# Can I register my dog with more than 1 vet?



## dalidaydream (5 February 2012)

As title, we have a new vet opened up quite literally on the doorstep which I am really tempted to use as it's so handy.  My dilemma is that we have had quite a few issues and my current vets know my dog really well but to get there I have to drive past the new practice and then a further 5/6 miles which doesn't exactly make it convenient.  In an ideal world I'd like to use both but don't know whether this is even legal as when I enquired at the new practice they told me they were required by law to obtain her records from her previous vet.

Any thoughts?


----------



## flashmans (5 February 2012)

Can't you just tell your current vet that you're changing to the closer one purely for convenience?

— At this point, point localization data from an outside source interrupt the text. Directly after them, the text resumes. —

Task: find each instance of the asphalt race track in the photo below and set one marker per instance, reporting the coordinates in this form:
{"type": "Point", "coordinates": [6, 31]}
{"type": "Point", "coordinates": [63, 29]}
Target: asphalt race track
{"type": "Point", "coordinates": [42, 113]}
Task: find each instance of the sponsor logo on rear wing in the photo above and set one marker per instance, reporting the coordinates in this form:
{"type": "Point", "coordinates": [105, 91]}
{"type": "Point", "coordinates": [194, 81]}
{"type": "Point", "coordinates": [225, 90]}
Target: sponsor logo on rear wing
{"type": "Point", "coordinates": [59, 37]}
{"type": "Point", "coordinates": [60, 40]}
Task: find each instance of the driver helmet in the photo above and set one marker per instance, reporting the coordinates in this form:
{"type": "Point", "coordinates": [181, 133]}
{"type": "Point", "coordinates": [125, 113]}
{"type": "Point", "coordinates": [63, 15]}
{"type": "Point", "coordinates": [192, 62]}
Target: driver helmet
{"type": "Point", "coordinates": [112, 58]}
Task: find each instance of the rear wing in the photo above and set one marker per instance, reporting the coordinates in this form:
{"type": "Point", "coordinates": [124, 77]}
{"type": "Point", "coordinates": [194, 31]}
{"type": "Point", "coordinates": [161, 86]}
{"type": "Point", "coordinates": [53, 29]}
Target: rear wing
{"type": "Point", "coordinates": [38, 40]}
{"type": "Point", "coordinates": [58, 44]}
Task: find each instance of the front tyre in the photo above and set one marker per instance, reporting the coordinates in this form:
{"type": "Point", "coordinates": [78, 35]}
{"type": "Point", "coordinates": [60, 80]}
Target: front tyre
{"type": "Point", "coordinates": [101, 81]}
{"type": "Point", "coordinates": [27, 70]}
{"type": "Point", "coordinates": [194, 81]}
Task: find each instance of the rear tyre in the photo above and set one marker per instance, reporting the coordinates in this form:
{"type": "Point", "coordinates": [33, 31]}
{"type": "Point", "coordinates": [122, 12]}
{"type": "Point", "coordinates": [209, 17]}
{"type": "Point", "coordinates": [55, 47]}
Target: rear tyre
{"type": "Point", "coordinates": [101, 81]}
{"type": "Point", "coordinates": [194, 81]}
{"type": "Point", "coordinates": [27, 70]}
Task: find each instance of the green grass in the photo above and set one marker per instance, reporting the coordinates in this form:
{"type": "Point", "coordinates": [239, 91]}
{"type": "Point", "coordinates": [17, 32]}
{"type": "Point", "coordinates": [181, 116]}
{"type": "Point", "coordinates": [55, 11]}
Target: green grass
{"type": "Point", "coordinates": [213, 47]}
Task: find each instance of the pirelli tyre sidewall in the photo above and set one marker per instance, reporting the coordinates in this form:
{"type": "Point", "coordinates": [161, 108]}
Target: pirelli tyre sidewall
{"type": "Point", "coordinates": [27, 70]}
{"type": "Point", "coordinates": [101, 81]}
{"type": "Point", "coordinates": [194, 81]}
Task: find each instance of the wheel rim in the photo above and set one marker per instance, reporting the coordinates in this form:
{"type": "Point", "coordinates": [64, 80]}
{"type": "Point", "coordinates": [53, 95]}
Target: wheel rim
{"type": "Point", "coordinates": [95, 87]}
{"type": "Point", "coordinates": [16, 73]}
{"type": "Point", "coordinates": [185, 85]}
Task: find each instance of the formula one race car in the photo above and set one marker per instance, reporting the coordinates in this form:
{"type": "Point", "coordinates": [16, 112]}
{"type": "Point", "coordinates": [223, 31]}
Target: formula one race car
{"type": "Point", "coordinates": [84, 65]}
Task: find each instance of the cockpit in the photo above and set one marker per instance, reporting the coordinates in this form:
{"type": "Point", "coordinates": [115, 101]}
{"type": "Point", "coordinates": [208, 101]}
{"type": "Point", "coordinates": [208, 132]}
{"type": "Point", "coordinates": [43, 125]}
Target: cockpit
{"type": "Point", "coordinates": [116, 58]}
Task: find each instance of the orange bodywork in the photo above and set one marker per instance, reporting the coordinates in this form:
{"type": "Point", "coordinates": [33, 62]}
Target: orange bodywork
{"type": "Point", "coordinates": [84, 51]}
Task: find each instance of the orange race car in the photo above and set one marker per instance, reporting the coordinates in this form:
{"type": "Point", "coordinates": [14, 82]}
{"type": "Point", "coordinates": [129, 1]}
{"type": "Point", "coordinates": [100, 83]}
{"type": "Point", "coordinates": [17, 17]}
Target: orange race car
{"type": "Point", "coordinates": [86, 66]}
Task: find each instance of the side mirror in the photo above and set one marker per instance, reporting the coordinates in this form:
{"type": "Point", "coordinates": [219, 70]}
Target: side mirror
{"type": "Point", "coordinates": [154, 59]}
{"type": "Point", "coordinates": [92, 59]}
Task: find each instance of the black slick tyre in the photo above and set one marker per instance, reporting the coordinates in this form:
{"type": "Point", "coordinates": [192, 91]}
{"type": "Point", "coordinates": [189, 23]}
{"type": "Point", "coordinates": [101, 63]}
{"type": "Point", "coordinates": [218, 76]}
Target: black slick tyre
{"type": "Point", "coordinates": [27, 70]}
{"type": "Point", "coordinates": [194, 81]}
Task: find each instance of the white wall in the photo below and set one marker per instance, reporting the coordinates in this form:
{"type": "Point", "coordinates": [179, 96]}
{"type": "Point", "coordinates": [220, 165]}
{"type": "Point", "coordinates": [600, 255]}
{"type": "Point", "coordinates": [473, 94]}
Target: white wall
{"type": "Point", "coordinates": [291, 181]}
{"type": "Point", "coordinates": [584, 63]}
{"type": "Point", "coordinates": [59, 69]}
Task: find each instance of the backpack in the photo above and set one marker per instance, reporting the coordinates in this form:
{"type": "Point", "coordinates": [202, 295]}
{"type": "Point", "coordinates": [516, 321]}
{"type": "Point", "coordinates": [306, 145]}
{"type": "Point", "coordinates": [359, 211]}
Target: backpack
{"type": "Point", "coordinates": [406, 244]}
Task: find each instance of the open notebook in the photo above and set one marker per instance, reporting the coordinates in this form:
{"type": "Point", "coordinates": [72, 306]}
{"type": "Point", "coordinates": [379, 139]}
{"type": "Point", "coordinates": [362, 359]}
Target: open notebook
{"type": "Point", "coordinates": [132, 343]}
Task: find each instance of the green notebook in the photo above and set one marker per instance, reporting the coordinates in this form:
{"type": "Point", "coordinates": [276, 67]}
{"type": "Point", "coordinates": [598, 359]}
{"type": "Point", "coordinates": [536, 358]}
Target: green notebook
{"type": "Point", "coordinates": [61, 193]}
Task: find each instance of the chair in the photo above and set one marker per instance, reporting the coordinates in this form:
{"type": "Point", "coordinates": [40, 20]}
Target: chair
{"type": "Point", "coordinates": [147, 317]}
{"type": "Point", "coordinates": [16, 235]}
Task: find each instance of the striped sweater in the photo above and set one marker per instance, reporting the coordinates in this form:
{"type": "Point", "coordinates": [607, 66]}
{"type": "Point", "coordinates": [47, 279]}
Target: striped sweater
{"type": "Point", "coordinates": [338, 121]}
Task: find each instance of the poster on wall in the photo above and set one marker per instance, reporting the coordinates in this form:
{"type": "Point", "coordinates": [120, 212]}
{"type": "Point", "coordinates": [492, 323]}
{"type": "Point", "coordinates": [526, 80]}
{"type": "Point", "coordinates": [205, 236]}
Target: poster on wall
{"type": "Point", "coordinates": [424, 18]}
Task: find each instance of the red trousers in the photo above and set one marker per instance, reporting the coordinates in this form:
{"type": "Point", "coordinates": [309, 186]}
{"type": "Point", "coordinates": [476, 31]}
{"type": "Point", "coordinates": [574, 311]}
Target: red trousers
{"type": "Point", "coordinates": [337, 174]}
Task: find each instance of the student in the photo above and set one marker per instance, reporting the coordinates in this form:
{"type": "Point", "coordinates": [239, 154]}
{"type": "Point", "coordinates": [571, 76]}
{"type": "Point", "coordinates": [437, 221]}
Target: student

ETA: Didn't read properly! Issues with the new vet or current vets?


----------



## dalidaydream (5 February 2012)

flashmans said:



			Can't you just tell your current vet that you're changing to the closer one purely for convenience?

ETA: Didn't read properly! Issues with the new vet or current vets?
		
Click to expand...

Sorry, didn't explain very well - dog has reacted badly to certain drugs and current vets have now got to the bottom of this.  She is 12 and I'm just thinking might be better to stick with them but the new vet is so convenient.  I'm reluctant to take the plunge to change and then find I'm not happy with the new vet and have to go crawling back to the old one so wondered if I could have her registered with both until I'm happy I'm doing the right thing for her.

Hope that makes sense now.


----------



## MurphysMinder (5 February 2012)

Personally I would stick with your current vets, it sounds as if they understand your dog and her problems which imo is worth a longer journey.  We travel 14 miles to our vets, pass a couple of practices which are half the distance, but I wouldn't swap.  I think it is possible to register with 2 vets, I know people who do it with horses, but it would quite likely affect your relationship with your current vet, would you want to do that?


----------



## flashmans (5 February 2012)

Ah ok. (If it was me) I'd probably just stay with the current vets then. It is a pain that the new one is right on your doorstep but as you said if you end up not happy...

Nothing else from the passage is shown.